Робин сдвинул брови, изо всех сил напрягая память. Ему показалось, что он действительно вспомнил темницу, куда был брошен. Да-да, именно то самое место, о котором говорила матушка, – мрачное, замкнутое пространство. С тех пор много времени прошло, и образы, не оформляясь до конца, оставались расплывчатыми. Ему припомнилось, что он жил там вместе с какой-то женщиной, но черты ее лица окончательно стерлись из памяти… Иногда во сне ему являлась незнакомка в белом, как у поварихи, переднике, и угрюмый старик с седой щетиной на лице. Старик, который вызывал у него безотчетный страх.
Из той жизни Робин вынес не столько образы, сколько ощущения: боязнь быть наказанным, чувство тревоги, связанное с лесом, со всех сторон окружавшим его тюрьму, гнетущее одиночество. Ему не удавалось больше воспроизвести в памяти голос его тюремщицы, но в ней почему-то остались и железная сетка, и огромный висячий замок на двери.
«Так раньше содержали рабов, – продолжала матушка. – Просто чудо, что ты не подхватил никакой заразы. К счастью, в твоих жилах течет королевская кровь – она и была твоей лучшей защитой. Это отличительная черта нашего рода: вирусы, настоящий бич бедняков, редко на нас ополчаются».
Надо сказать, матушка не любила вспоминать эти годы страданий и старалась повернуть разговор в другую сторону.

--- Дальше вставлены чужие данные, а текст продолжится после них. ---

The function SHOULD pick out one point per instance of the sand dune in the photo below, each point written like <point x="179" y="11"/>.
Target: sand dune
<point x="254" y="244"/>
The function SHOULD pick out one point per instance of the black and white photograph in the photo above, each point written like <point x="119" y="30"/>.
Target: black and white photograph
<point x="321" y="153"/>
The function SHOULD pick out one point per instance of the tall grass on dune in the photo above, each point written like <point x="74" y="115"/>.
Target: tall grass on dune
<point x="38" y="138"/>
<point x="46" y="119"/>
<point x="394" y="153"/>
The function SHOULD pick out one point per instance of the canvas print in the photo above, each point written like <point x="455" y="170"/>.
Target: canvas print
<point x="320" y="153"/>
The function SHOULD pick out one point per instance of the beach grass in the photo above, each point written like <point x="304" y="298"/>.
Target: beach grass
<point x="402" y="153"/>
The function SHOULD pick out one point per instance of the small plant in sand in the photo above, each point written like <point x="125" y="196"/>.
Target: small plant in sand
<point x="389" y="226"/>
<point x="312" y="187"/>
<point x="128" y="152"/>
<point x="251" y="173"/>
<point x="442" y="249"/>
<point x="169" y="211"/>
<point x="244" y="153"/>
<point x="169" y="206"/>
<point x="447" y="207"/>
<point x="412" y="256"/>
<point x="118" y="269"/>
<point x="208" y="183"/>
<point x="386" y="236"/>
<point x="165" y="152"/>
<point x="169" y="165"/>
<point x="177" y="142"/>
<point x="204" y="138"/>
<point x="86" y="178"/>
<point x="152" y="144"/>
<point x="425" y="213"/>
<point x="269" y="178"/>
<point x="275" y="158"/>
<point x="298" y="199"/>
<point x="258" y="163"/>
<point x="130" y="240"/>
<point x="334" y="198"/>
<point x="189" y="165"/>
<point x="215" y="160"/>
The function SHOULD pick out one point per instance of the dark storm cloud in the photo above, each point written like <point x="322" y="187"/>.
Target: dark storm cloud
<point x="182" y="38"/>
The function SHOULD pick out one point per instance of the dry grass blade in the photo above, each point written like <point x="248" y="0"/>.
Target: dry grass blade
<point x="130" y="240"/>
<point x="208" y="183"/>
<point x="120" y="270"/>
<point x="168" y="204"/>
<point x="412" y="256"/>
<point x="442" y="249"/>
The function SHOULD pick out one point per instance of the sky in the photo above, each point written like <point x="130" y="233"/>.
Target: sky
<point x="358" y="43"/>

«Мы тебя искали, – продолжала она, – нам удалось обнаружить твой след благодаря четырем офицерам, сохранившим верность королевскому дому. Знаешь, это было нелегким делом. Америка – ужасная, варварская страна, совсем не то, что наша милая Умбрия. А между тем эта страшная женщина не сидела сложа руки. Ее воздействие оказалось таким сильным, что в конце концов ты поверил, будто она – твоя мать. Ты ни в чем не виноват: разве маленький ребенок мог понять, какая судьба была ему уготована? Негодяйка постаралась спрятать тебя в укромном уголке, в забытом Богом месте на краю земли, где она находилась под защитой большевистских агентов, переодетых крестьянами и лавочниками. О! Вернуть тебя было непросто, поверь. Не один наш солдат положил там свою жизнь. И тогда мы с твоим отцом сами решили взяться за дело. А что еще оставалось? Необходимо было забрать тебя оттуда, вырвать из их когтей до того, как они сделают из тебя террориста, бросающего бомбы. Ведь они задались именно такой целью. Однажды, убедившись, что ты уже достаточно взрослый, они приказали бы тебе нас уничтожить. Они вложили бы в твою руку оружие, чтобы ты убил своих настоящих родителей. Эти люди хуже зверей, ты должен это знать. Действовать нужно было быстро, вот почему мы тебя похитили. Нельзя было допустить, чтобы они превратили тебя в такое же чудовище, как они сами, и отцеубийцу».